Permitámosle a los comités cívicos electorales, que pueden postular candiatos a diputados, tanto del Congreso de la República, como a  una Asamblea Nacional Constituyente.
El Movimiento Ciudadano Auténtico,  está indignado,  no solo por los recientes actos de corrupción, sino por un sistema político que se ha convertido en una forma de enriquecer a los gobernantes de turno.
No alcanzarían las cárceles del país si se investigara, juzgara y condenara, a la gran cantidad de asesores, funcionarios, alcaldes, diputados, gobernadores, miembros de consejos de desarrollo, Secretarios, Ministros, Vicepresidentes y Presidentes, que desde 1985 se han enriquecido, a costillas de los impuestos y recursos de los ciudadanos.
La corrupción, como prioridad para estos oportunistas sin ideología, sin capacidad y  sin valores, ha causado la muerte de muchas personas en el precario sistema de salud, la ignorancia de miles de niños que no tienen acceso a educación y la miseria por falta de oportunidades.
Abrir este agujero en ese muro, respetando el orden constitucional, si es posible Guatemala!
Este es el momento de enfocar la voz de los guatemaltecos, que no vivimos del sistema, sino de los que trabajamos para superarnos, a pesar de los obstáculos del sistema.
Es el momento para exigir al Congreso de la República, a cada diputado, encarándolo uno a uno,  que no legisle para sus intereses, sino para los nuestros, los de la mayoría que reprochamos y nos indigna la corrupción.
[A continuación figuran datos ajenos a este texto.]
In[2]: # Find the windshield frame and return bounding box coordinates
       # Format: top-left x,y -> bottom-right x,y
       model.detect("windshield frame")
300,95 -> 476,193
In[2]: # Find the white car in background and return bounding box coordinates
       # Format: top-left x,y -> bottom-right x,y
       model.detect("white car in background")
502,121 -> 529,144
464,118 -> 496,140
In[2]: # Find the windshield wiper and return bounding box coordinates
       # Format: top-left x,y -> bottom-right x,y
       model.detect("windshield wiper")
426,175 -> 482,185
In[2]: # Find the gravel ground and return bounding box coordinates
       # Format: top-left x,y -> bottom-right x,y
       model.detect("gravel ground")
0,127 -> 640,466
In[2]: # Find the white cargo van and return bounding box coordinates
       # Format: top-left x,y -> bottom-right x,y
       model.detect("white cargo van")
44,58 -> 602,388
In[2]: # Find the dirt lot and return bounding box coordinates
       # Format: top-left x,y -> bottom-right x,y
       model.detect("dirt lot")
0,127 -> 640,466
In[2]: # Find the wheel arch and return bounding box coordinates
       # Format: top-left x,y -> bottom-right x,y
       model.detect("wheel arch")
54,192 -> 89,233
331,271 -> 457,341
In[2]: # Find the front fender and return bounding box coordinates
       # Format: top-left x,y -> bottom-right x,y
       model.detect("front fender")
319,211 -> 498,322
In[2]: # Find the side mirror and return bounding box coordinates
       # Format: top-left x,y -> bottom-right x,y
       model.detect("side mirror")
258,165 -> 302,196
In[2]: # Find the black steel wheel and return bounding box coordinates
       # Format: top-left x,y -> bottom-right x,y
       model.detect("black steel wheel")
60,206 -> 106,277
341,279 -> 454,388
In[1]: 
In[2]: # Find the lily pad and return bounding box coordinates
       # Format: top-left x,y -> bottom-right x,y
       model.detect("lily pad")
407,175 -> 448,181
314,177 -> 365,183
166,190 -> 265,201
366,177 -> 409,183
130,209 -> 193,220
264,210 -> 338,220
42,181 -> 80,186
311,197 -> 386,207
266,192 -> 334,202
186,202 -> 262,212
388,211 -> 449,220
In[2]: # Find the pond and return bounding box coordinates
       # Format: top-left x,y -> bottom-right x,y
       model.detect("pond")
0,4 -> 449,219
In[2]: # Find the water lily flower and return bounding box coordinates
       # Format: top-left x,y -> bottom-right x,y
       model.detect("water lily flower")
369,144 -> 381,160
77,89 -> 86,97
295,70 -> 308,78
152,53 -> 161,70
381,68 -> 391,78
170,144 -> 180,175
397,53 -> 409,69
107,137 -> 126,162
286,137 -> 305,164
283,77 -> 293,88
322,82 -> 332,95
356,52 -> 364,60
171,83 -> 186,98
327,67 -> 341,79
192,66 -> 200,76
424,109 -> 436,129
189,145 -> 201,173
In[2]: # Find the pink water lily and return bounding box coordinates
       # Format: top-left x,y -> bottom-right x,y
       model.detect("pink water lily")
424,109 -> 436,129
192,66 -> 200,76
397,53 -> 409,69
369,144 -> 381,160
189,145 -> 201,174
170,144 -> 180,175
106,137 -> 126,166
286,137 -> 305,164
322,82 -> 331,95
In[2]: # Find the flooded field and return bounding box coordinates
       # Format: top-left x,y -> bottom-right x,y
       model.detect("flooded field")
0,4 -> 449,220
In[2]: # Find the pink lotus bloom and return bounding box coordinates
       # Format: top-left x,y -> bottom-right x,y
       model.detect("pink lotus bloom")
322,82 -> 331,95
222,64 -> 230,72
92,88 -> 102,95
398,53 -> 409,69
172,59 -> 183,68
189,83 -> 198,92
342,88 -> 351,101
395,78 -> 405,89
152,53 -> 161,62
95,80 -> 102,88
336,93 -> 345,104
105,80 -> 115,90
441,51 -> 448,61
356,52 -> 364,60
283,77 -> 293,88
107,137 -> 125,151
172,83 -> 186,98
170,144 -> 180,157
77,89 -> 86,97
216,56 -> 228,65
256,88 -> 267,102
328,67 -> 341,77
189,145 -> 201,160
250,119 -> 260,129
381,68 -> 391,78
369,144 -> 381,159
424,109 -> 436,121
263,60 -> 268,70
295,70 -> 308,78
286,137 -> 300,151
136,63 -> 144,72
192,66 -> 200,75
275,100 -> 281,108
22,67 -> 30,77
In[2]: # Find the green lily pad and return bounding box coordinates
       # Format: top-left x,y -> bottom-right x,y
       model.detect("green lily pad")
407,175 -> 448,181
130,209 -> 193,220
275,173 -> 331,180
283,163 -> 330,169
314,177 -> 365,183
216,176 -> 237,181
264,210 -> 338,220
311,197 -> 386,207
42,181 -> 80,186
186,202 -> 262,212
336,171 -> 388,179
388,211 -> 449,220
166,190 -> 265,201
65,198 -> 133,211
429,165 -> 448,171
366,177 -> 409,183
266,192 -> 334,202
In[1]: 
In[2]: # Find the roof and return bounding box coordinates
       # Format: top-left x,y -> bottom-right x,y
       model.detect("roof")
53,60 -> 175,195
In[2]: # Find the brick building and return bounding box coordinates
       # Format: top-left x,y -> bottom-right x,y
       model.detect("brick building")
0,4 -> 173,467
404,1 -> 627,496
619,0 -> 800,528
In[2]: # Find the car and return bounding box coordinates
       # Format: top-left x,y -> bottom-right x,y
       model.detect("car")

De los que soñamos con una Guatemala en donde se respete la vida, la libertad y la propiedad.
Es tiempo para liberalizar la participación ciudadana, de romper las cadenas del dinero y abuso de poder, de quitarle privilegios a los partidos políticos.
Una vez perforado ese muro,  derribémoslo, estableciendo que con un número significativo de firmas del padrón electoral, puedan existir candidaturas independientes, a la Presidencia de la República de nuestro País.